Furthermore, EO 13694 allows for the SDN designation of anybody who has “materially helped, sponsored, or given financial, material, or technical assistance for, or products or services in support of… any individual whose property and interests in property are banned under to this order.” While the application of so-called “secondary sanctions” of this kind is discretionary, this clause indicates that any individual, even a non-US person operating outside the US, is at danger if they continue to deal with Tornado Cash.

What it Means for Customers and Third-Party Participants

Tornado Cash emphasizes the need of carefully analyzing the safeguards in place at digital asset platforms before utilizing or engaging with the platform in any other way (sending tokens to or receiving tokens from the platform on behalf of a customer). Sanctions compliance procedures differ significantly between digital asset platforms, and this variation is more obvious in decentralized environments, where it might be more difficult for the platform to establish measures and for third parties to receive information on the measures in place. Fortunately, a growing variety of technologies, including blockchain analytics, are becoming accessible to help business analyze the relative risks associated with a specific platform, including decentralized platforms.

As previously stated, OFAC has released advice detailing its expectations for sanctions compliance procedures for the “virtual currency business.” The guideline describes a number of elements that should be included in a comprehensive compliance program. Companies dealing with digital assets should, among other things, conduct a detailed risk assessment that considers the platforms with which they interact, implement measures to identify and mitigate risky relationships, use transaction monitoring and investigation tools, and implement procedures to identify and act on risk indicators and red flags, some of which are enumerated in the guidance. While OFAC’s guidelines does not target decentralized platforms directly, the Tornado Cash case emphasizes the significance of building a thorough sanctions compliance program across all areas of the digital asset ecosystem.

What Does It Mean for Developers?

The action has significant ramifications for decentralized platform developers.
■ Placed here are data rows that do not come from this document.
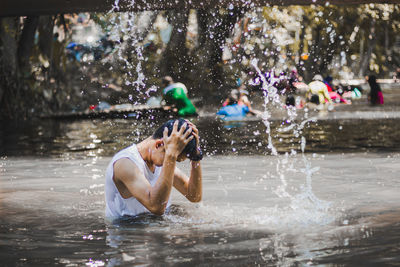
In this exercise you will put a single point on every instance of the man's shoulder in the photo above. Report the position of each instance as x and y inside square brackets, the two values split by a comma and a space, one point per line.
[125, 168]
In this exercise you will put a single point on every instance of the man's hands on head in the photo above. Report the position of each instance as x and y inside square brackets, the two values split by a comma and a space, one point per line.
[176, 142]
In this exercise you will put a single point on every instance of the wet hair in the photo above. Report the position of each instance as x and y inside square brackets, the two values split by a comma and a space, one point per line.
[190, 149]
[315, 99]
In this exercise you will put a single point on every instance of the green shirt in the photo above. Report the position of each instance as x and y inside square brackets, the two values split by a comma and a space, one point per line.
[176, 96]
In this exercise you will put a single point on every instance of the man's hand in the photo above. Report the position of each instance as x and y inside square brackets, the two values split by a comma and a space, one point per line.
[195, 132]
[176, 142]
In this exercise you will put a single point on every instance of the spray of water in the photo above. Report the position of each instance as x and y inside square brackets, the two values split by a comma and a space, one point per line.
[308, 206]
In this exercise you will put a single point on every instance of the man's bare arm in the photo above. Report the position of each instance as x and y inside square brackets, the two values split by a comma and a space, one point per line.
[154, 198]
[192, 187]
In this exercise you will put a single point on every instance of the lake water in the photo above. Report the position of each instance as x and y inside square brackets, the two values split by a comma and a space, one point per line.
[338, 204]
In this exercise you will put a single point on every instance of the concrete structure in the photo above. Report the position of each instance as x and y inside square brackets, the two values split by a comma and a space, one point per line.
[42, 7]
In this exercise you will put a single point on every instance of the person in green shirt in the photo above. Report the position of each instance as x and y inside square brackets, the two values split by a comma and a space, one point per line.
[175, 95]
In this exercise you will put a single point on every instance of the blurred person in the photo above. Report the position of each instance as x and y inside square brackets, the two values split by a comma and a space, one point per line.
[175, 97]
[140, 177]
[375, 96]
[317, 87]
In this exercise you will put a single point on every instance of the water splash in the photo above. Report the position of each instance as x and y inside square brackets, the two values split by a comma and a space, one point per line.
[307, 207]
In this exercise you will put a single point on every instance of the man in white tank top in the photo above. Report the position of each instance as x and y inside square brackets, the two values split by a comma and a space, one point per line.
[139, 178]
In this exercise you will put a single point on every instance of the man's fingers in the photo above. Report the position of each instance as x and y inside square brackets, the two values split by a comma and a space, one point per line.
[165, 133]
[175, 127]
[188, 139]
[187, 133]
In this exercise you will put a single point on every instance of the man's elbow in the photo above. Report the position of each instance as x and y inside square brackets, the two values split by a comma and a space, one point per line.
[158, 209]
[195, 199]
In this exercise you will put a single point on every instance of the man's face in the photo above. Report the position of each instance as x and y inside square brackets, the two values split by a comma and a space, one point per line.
[159, 154]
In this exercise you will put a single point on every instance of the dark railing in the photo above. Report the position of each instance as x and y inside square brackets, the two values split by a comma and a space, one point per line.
[43, 7]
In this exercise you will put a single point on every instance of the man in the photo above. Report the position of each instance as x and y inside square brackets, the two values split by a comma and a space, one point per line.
[175, 95]
[139, 178]
[317, 87]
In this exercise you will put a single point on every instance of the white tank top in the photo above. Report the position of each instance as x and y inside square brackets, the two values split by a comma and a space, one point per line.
[116, 205]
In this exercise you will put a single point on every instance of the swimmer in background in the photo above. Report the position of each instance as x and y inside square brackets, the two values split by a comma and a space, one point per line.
[139, 178]
[240, 97]
[375, 96]
[175, 97]
[317, 87]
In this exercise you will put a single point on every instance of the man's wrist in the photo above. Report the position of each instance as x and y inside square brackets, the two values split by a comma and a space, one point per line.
[198, 156]
[171, 156]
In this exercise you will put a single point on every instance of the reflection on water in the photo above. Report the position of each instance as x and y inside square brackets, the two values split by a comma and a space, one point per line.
[52, 212]
[83, 138]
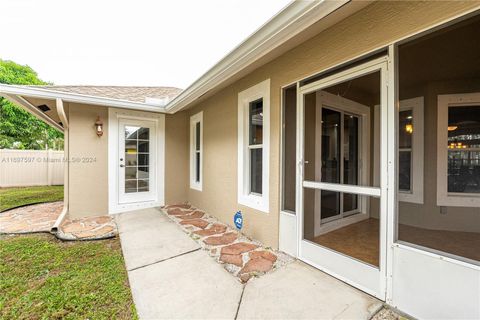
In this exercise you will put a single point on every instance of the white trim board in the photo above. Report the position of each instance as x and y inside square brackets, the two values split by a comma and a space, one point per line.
[114, 115]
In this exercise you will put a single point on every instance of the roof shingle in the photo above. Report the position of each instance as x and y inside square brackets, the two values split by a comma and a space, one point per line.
[135, 94]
It specifically states that decentralized projects that begin without addressing sanctions compliance mechanisms risk being designated by OFAC, jeopardizing the project’s sustainability and posing legal dangers to anybody dealing with it, including the developers. While many doubts remain about OFAC’s attitude to DeFi, the Tornado Cash action sends a clear message that OFAC will pursue enterprises involved in criminal behavior regardless of whether they are centralized or decentralized.

Historically, decentralized protocols have struggled to develop or enforce sanctions compliance procedures. However, developers are increasingly exploring for novel solutions, such as incorporating user screening techniques into protocol code. This is likely to continue as developers seek strategies to protect their projects from potential OFAC action. According to Secretary Nelson’s remarks on the Tornado Cash designation, the Treasury Department thinks that some fundamental compliance procedures are attainable.